In technical terms, the RAP Act would make an accused defendant’s “creative or artistic expression” presumptively inadmissible in federal criminal cases. If prosecutors want to cite a song to help win a conviction, they would need to first show by “clear and convincing evidence” that the defendant intended it to carry “a literal meaning,” that it directly applies to the crime at issue, that it’s relevant to a disputed issue, and that other evidence cannot be used instead.

That structure closely mirrors New York’s proposed Senate Bill S7527, known as “Rap Music on Trial,” and California’s Assembly Bill 2799, known as the Decriminalizing Artistic Expression Act, which would both create similar presumptions against the use of creative works as evidence. The New York bill passed the state’s Senate in May but failed to secure a vote in the New York Assembly before the end of this year’s session; the California bill cleared committee and is currently awaiting a vote in the state Senate.

It’s unclear whether the new federal bill has any real chance of passage; such legislation often takes years of lobbying and multiple re-introductions to build enough momentum for passage. But the announcement quickly drew praise from many members of the music industry.

In a joint statement, Recording Academy CEO Harvey Mason Jr. and Rico Love, chair of the academy’s Black Music Collective, called the RAP Act “a crucial step forward in the ongoing battle to stop the weaponization of creative expression as a prosecution tactic.”

“The bias against rap music has been present in our judicial system for far too long, and it’s time we put an end to this unconstitutional practice,” they said. “We will continue to work closely with [Reps.

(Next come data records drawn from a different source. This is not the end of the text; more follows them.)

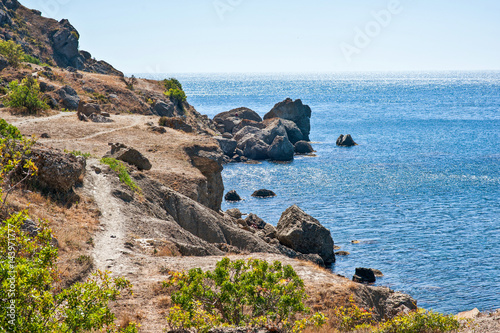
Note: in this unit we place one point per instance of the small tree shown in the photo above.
(13, 52)
(240, 293)
(26, 96)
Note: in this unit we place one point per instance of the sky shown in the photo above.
(257, 36)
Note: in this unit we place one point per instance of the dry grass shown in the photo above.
(73, 227)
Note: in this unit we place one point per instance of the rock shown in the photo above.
(281, 149)
(4, 63)
(209, 161)
(240, 113)
(164, 109)
(228, 146)
(295, 111)
(346, 141)
(303, 147)
(293, 132)
(254, 221)
(129, 155)
(69, 98)
(364, 275)
(234, 213)
(255, 149)
(232, 196)
(263, 194)
(88, 108)
(57, 171)
(303, 233)
(176, 123)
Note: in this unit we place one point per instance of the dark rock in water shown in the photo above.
(346, 141)
(263, 194)
(228, 146)
(364, 275)
(303, 147)
(164, 109)
(129, 155)
(254, 221)
(232, 196)
(303, 233)
(234, 213)
(281, 149)
(295, 111)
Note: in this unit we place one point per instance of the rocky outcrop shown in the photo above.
(57, 171)
(263, 193)
(281, 149)
(305, 234)
(346, 141)
(69, 98)
(209, 161)
(295, 111)
(303, 147)
(232, 196)
(129, 155)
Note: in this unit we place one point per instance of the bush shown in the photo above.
(173, 90)
(240, 293)
(420, 321)
(122, 172)
(13, 52)
(25, 96)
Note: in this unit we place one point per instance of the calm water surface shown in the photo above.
(420, 192)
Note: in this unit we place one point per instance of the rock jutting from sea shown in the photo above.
(283, 132)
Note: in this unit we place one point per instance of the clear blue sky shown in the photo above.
(284, 35)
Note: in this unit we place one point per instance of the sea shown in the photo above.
(421, 191)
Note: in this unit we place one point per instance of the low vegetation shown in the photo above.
(122, 172)
(240, 294)
(32, 300)
(25, 96)
(174, 91)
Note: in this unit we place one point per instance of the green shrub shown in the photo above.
(12, 52)
(25, 96)
(173, 90)
(122, 172)
(420, 321)
(240, 293)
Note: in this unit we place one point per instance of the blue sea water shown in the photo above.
(421, 192)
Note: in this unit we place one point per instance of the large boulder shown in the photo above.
(164, 109)
(129, 155)
(346, 141)
(255, 149)
(69, 97)
(281, 149)
(295, 111)
(303, 233)
(228, 146)
(240, 113)
(57, 171)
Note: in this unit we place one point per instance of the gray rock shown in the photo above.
(164, 109)
(263, 193)
(232, 196)
(281, 149)
(346, 141)
(228, 146)
(255, 149)
(129, 155)
(303, 147)
(295, 111)
(304, 234)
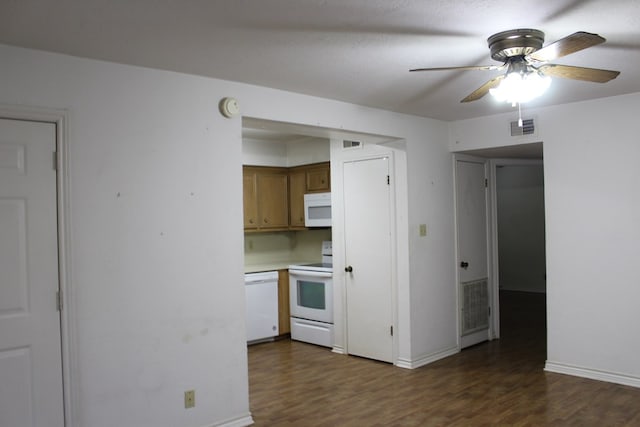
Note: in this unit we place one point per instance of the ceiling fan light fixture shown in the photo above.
(520, 87)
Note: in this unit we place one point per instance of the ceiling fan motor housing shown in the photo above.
(514, 43)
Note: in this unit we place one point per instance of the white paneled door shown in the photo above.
(471, 219)
(368, 258)
(30, 347)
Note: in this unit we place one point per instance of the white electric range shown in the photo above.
(311, 300)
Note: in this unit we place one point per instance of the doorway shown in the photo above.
(30, 336)
(368, 243)
(519, 217)
(520, 237)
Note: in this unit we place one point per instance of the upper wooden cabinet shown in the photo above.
(318, 180)
(274, 197)
(266, 198)
(297, 188)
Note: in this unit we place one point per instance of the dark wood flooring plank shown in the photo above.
(498, 383)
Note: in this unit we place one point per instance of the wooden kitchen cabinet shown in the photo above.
(250, 199)
(274, 197)
(318, 178)
(305, 179)
(284, 314)
(266, 198)
(297, 188)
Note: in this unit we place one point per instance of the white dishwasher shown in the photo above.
(262, 305)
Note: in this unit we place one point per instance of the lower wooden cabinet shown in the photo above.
(284, 313)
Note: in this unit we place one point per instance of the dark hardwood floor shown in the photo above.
(497, 383)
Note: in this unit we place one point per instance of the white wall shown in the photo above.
(592, 203)
(156, 278)
(520, 212)
(285, 154)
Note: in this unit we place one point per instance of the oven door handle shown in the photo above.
(306, 273)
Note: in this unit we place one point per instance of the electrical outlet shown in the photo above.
(189, 399)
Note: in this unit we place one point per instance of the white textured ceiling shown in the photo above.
(357, 51)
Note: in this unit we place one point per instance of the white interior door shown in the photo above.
(471, 219)
(30, 348)
(368, 256)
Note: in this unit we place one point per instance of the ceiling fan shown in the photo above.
(524, 58)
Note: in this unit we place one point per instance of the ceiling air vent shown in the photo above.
(527, 128)
(348, 144)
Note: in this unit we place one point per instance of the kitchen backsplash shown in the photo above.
(289, 246)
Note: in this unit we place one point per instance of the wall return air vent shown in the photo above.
(527, 128)
(348, 144)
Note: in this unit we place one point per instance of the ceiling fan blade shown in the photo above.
(471, 67)
(484, 89)
(570, 44)
(578, 73)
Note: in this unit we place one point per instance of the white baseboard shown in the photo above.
(425, 360)
(338, 349)
(241, 421)
(593, 374)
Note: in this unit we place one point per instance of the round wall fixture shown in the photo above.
(229, 107)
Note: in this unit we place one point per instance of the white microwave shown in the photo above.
(317, 210)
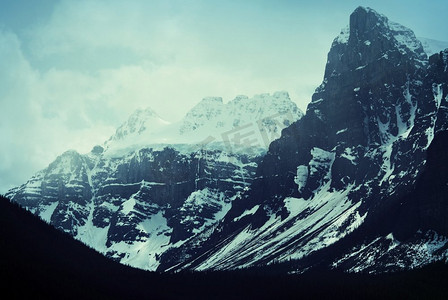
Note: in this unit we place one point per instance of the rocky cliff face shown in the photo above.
(354, 184)
(355, 154)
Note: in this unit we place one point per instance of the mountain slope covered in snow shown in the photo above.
(153, 184)
(254, 182)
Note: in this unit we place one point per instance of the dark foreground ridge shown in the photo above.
(40, 261)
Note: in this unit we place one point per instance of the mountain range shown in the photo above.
(358, 183)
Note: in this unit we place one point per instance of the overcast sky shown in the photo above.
(72, 71)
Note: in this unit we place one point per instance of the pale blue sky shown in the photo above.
(72, 71)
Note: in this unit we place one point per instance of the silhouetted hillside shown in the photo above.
(40, 261)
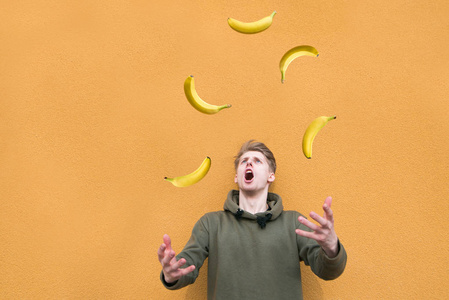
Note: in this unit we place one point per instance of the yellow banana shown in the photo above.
(251, 27)
(198, 103)
(192, 178)
(293, 53)
(311, 132)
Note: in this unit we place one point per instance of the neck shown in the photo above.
(253, 202)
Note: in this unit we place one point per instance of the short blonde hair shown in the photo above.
(252, 145)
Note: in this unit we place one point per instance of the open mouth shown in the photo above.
(249, 176)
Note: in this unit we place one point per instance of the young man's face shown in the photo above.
(253, 172)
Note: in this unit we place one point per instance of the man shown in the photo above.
(254, 247)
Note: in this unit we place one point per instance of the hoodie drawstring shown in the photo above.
(262, 220)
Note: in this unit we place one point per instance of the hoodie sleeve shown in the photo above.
(314, 256)
(195, 252)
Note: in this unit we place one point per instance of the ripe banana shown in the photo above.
(252, 27)
(293, 53)
(198, 103)
(311, 132)
(192, 178)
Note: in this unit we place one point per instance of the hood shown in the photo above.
(274, 202)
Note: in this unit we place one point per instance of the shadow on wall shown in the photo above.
(198, 290)
(311, 287)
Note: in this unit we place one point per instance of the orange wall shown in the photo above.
(93, 116)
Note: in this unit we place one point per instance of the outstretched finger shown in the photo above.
(307, 234)
(328, 213)
(178, 264)
(307, 223)
(322, 221)
(187, 270)
(167, 241)
(168, 258)
(160, 252)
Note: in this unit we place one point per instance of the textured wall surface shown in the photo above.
(93, 116)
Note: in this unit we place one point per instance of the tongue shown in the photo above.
(249, 176)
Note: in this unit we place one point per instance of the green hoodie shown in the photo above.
(254, 256)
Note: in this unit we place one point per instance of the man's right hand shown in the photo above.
(170, 266)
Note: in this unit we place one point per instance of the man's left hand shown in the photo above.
(323, 233)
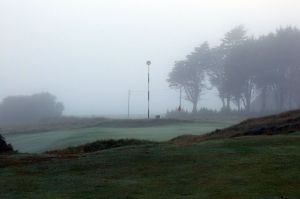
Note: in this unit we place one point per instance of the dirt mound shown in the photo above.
(99, 146)
(283, 123)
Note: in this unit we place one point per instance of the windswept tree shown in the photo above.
(217, 67)
(189, 74)
(241, 70)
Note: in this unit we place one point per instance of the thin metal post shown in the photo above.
(148, 63)
(129, 95)
(148, 91)
(180, 100)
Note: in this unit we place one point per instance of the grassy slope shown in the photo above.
(160, 130)
(249, 167)
(283, 123)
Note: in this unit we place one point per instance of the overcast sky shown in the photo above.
(89, 53)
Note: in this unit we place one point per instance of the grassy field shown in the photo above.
(250, 167)
(38, 142)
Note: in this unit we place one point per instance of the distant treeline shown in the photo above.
(28, 109)
(250, 74)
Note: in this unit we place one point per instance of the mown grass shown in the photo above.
(251, 167)
(159, 130)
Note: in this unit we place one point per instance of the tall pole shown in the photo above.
(129, 95)
(148, 63)
(180, 100)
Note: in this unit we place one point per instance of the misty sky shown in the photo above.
(90, 52)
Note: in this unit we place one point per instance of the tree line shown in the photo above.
(250, 74)
(29, 109)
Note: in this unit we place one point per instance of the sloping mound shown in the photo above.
(99, 146)
(283, 123)
(4, 147)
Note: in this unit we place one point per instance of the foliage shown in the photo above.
(26, 109)
(4, 147)
(254, 74)
(189, 74)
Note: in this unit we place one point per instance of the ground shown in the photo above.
(227, 166)
(38, 142)
(248, 167)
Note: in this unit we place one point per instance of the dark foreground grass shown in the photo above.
(251, 167)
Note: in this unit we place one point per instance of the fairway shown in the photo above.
(41, 142)
(245, 168)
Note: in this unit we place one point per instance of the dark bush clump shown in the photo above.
(4, 147)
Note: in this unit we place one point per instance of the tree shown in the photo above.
(190, 74)
(25, 109)
(241, 70)
(217, 71)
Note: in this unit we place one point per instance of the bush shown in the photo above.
(4, 147)
(29, 109)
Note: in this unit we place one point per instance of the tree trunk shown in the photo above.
(228, 104)
(223, 103)
(195, 104)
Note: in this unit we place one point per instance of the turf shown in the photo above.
(152, 131)
(249, 167)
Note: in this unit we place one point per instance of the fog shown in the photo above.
(90, 53)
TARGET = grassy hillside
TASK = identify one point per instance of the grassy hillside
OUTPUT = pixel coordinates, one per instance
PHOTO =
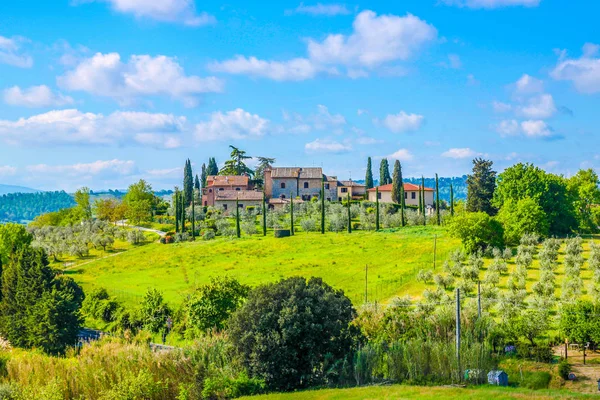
(393, 259)
(420, 392)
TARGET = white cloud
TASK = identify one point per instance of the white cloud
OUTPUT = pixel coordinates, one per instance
(459, 153)
(236, 124)
(71, 126)
(11, 52)
(327, 146)
(96, 168)
(7, 170)
(500, 107)
(584, 72)
(529, 85)
(508, 127)
(491, 3)
(536, 129)
(297, 69)
(179, 11)
(539, 107)
(402, 122)
(375, 40)
(35, 96)
(320, 9)
(402, 155)
(106, 75)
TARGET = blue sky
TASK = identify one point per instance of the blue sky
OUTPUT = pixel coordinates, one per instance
(104, 92)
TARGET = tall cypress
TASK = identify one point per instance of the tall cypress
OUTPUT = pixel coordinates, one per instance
(369, 175)
(349, 213)
(203, 175)
(237, 218)
(323, 207)
(264, 215)
(188, 182)
(451, 200)
(292, 213)
(377, 208)
(437, 200)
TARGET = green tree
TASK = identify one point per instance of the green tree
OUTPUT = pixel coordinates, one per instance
(82, 198)
(369, 175)
(476, 231)
(188, 183)
(235, 165)
(384, 173)
(480, 187)
(548, 190)
(212, 304)
(521, 217)
(286, 331)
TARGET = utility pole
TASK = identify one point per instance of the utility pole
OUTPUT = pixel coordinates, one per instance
(458, 333)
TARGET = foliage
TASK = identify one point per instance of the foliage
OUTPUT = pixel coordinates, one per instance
(480, 186)
(211, 305)
(476, 230)
(286, 331)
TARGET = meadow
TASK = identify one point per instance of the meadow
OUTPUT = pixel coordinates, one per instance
(393, 258)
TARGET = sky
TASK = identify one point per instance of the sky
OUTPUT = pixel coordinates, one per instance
(101, 93)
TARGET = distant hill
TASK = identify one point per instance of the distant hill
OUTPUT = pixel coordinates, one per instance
(6, 189)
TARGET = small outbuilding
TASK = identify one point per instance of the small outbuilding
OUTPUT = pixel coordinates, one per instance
(498, 378)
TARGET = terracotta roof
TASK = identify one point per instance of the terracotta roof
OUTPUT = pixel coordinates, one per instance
(226, 180)
(408, 187)
(296, 172)
(238, 194)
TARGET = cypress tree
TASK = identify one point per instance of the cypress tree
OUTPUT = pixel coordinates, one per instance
(377, 208)
(349, 213)
(203, 175)
(292, 213)
(437, 200)
(384, 173)
(237, 218)
(264, 215)
(451, 200)
(369, 176)
(323, 207)
(188, 182)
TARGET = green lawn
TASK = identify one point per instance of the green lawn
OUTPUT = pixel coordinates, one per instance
(393, 259)
(421, 392)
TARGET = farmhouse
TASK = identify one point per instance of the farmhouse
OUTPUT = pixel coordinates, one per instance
(357, 191)
(304, 183)
(411, 194)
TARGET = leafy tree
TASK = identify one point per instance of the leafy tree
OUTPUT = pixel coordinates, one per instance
(480, 187)
(548, 190)
(235, 165)
(212, 304)
(521, 217)
(369, 175)
(188, 182)
(38, 308)
(476, 231)
(154, 311)
(384, 173)
(286, 331)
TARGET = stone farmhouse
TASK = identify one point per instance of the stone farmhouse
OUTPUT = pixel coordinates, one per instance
(411, 194)
(305, 183)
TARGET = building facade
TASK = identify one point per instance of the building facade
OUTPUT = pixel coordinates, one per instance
(411, 194)
(304, 183)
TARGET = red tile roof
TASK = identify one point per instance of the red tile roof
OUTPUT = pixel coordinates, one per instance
(408, 187)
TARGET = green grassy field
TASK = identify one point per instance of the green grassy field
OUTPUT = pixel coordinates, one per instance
(393, 259)
(421, 392)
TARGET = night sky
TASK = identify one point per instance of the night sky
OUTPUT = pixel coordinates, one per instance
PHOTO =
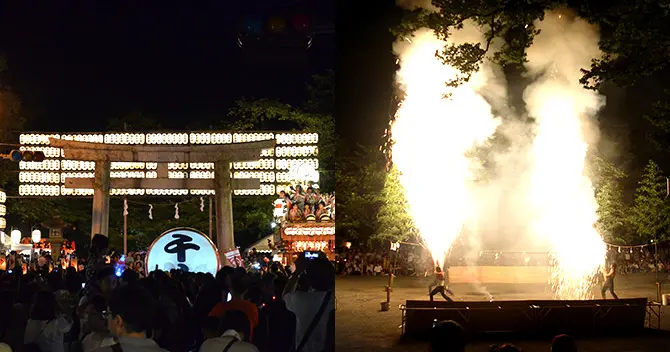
(76, 64)
(366, 68)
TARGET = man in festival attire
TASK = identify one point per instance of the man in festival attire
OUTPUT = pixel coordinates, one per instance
(440, 285)
(609, 282)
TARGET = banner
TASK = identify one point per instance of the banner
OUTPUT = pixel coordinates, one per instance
(309, 231)
(235, 258)
(184, 249)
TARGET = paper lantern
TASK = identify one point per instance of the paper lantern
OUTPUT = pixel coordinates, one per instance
(276, 24)
(36, 235)
(251, 26)
(16, 236)
(300, 23)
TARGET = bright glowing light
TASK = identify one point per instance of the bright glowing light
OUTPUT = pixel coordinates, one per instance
(560, 193)
(36, 235)
(432, 136)
(15, 236)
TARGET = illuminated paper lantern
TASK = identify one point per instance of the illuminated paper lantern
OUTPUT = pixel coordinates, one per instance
(183, 248)
(300, 23)
(36, 235)
(16, 236)
(277, 24)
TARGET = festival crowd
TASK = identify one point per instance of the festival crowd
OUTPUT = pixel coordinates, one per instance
(307, 204)
(109, 305)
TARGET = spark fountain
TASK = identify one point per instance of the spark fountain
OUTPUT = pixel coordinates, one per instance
(435, 127)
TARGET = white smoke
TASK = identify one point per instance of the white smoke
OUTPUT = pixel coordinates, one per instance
(535, 195)
(416, 4)
(433, 135)
(561, 195)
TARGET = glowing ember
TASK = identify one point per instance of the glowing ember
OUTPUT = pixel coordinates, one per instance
(432, 135)
(561, 194)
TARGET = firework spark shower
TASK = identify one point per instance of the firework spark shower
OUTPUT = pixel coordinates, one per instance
(561, 194)
(432, 135)
(436, 127)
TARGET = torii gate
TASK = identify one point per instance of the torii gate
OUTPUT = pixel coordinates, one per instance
(222, 184)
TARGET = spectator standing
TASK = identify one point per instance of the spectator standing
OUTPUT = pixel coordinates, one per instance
(129, 318)
(309, 295)
(234, 329)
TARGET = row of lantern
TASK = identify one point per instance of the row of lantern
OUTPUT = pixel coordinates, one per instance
(52, 152)
(74, 165)
(3, 209)
(277, 24)
(59, 177)
(56, 190)
(32, 139)
(16, 235)
(301, 246)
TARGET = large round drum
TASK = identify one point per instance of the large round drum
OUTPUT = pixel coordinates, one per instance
(185, 249)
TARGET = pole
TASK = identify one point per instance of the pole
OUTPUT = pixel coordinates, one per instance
(658, 283)
(125, 226)
(225, 239)
(210, 217)
(101, 185)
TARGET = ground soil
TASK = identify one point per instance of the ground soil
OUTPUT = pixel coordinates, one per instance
(361, 326)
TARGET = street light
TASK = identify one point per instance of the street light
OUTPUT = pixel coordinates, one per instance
(36, 235)
(16, 236)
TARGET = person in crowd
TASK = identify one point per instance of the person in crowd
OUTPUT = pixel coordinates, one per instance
(234, 329)
(321, 210)
(210, 327)
(129, 319)
(506, 347)
(238, 302)
(42, 312)
(129, 277)
(295, 214)
(440, 285)
(276, 329)
(310, 198)
(609, 282)
(309, 295)
(307, 211)
(94, 321)
(447, 336)
(563, 343)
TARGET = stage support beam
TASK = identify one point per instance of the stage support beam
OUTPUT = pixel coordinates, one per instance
(101, 186)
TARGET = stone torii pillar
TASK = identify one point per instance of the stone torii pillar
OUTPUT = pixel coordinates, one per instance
(223, 184)
(101, 187)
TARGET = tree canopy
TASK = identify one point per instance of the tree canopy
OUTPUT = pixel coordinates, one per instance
(360, 179)
(649, 215)
(394, 221)
(252, 215)
(634, 40)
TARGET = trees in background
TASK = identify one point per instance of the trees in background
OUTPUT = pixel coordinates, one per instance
(394, 220)
(360, 179)
(633, 34)
(650, 211)
(252, 215)
(613, 212)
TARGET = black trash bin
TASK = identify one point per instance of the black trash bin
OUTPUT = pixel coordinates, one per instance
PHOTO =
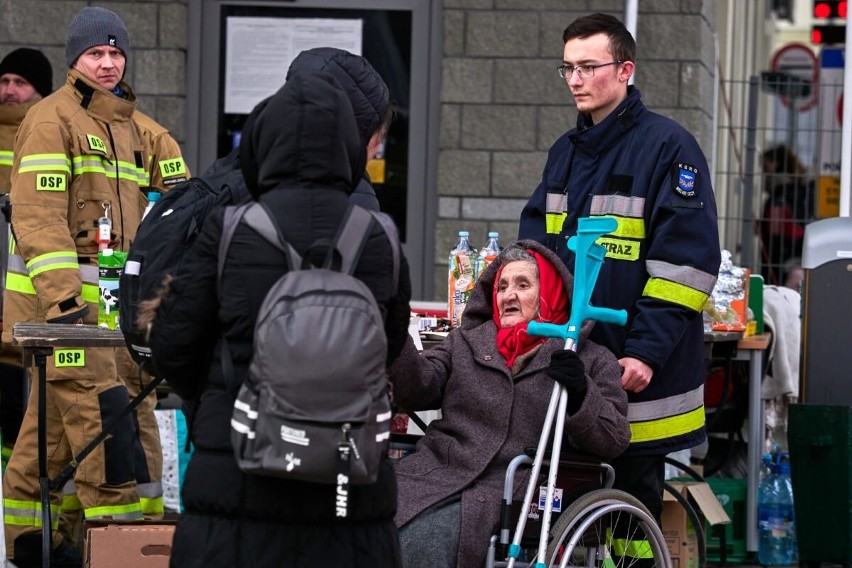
(820, 440)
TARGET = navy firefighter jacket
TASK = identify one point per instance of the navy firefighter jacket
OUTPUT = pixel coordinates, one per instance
(661, 263)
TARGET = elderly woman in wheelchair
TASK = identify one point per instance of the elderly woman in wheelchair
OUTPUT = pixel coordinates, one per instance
(492, 382)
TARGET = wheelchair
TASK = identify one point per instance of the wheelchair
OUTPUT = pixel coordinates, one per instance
(581, 532)
(593, 525)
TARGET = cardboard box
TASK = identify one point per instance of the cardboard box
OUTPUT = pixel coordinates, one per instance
(677, 528)
(129, 545)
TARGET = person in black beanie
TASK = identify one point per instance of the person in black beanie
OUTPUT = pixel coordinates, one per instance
(25, 78)
(82, 154)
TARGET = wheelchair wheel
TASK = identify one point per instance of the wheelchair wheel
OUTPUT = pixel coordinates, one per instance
(582, 535)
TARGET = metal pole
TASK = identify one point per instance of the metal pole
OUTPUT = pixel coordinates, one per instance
(747, 236)
(631, 12)
(846, 131)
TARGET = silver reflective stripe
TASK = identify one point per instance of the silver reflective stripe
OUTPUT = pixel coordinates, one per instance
(89, 274)
(243, 407)
(36, 265)
(17, 264)
(663, 408)
(618, 205)
(556, 203)
(686, 275)
(150, 490)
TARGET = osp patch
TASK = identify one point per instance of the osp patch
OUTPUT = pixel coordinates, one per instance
(686, 176)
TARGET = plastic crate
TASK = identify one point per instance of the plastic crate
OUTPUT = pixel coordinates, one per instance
(820, 440)
(731, 494)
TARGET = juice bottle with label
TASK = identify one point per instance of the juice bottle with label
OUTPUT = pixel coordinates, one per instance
(461, 277)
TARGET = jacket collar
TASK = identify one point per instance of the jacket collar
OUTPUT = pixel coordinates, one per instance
(13, 115)
(98, 102)
(592, 139)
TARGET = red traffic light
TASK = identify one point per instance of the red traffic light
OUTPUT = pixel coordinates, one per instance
(828, 35)
(826, 9)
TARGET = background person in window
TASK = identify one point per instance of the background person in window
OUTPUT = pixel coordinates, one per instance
(788, 208)
(492, 382)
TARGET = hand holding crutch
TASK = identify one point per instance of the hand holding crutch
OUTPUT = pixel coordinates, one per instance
(588, 259)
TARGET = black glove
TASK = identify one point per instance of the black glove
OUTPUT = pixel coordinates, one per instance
(567, 369)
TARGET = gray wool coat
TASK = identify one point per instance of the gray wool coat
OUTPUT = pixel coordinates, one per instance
(489, 416)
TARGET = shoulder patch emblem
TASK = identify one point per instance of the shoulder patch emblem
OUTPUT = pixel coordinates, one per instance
(686, 179)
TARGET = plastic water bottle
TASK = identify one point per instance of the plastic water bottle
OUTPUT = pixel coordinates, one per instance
(775, 523)
(153, 197)
(461, 277)
(488, 253)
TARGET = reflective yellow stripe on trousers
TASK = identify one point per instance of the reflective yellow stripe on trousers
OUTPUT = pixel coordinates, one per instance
(27, 514)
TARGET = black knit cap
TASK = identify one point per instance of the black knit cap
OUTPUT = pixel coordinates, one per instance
(32, 65)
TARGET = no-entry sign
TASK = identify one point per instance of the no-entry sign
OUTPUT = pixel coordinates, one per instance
(798, 60)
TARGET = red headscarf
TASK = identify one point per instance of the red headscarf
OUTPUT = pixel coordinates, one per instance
(552, 308)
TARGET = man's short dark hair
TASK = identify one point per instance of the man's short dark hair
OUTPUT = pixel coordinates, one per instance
(621, 43)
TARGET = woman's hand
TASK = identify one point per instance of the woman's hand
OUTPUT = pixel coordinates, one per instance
(567, 369)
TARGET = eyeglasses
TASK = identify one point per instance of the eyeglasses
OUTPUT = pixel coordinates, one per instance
(584, 71)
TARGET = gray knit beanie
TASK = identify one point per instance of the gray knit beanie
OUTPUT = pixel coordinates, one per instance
(95, 26)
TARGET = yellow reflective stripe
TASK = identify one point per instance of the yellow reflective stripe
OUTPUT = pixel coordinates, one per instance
(686, 275)
(675, 293)
(69, 358)
(128, 511)
(620, 248)
(554, 222)
(617, 205)
(45, 163)
(665, 407)
(120, 169)
(152, 506)
(629, 547)
(90, 293)
(53, 261)
(27, 513)
(173, 167)
(667, 427)
(19, 283)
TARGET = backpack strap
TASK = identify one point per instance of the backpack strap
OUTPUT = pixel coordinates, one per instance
(257, 217)
(353, 235)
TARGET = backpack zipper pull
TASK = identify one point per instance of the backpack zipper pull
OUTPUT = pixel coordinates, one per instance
(349, 441)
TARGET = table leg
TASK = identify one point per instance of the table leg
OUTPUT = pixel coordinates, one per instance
(755, 444)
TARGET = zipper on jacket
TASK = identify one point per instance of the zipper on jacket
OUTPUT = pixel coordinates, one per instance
(117, 184)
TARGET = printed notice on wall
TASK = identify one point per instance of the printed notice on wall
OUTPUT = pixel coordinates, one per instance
(259, 52)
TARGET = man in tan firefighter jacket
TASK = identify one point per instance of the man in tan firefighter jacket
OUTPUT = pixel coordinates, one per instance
(79, 157)
(25, 78)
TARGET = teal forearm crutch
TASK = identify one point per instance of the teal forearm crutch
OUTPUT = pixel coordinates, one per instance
(589, 257)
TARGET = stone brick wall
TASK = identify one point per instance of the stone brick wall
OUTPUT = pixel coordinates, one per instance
(503, 104)
(156, 67)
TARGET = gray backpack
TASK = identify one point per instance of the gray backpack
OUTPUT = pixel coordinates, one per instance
(315, 404)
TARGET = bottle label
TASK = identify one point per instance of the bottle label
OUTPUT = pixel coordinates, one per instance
(460, 285)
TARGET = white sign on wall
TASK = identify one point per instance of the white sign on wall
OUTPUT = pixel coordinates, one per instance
(259, 51)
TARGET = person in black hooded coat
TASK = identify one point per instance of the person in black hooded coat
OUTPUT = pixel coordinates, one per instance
(303, 169)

Johnson and Bowman] to advance the protections in this bill that ensure all artists can create freely without fear of their work being criminalized.”

Kevin Liles, the chairman and CEO, 300 Elektra Entertainment who testified passionately about the issue during Young Thug’s bond hearing last month, offered similar praise: “Beyond the disregard for free speech protected by the First Amendment, this racially targeted practice punishes already marginalized communities and their stories of family, struggle, survival, and triumph. Black creativity and artistry are being criminalized, and this bill will help end that. We must protect Black art.”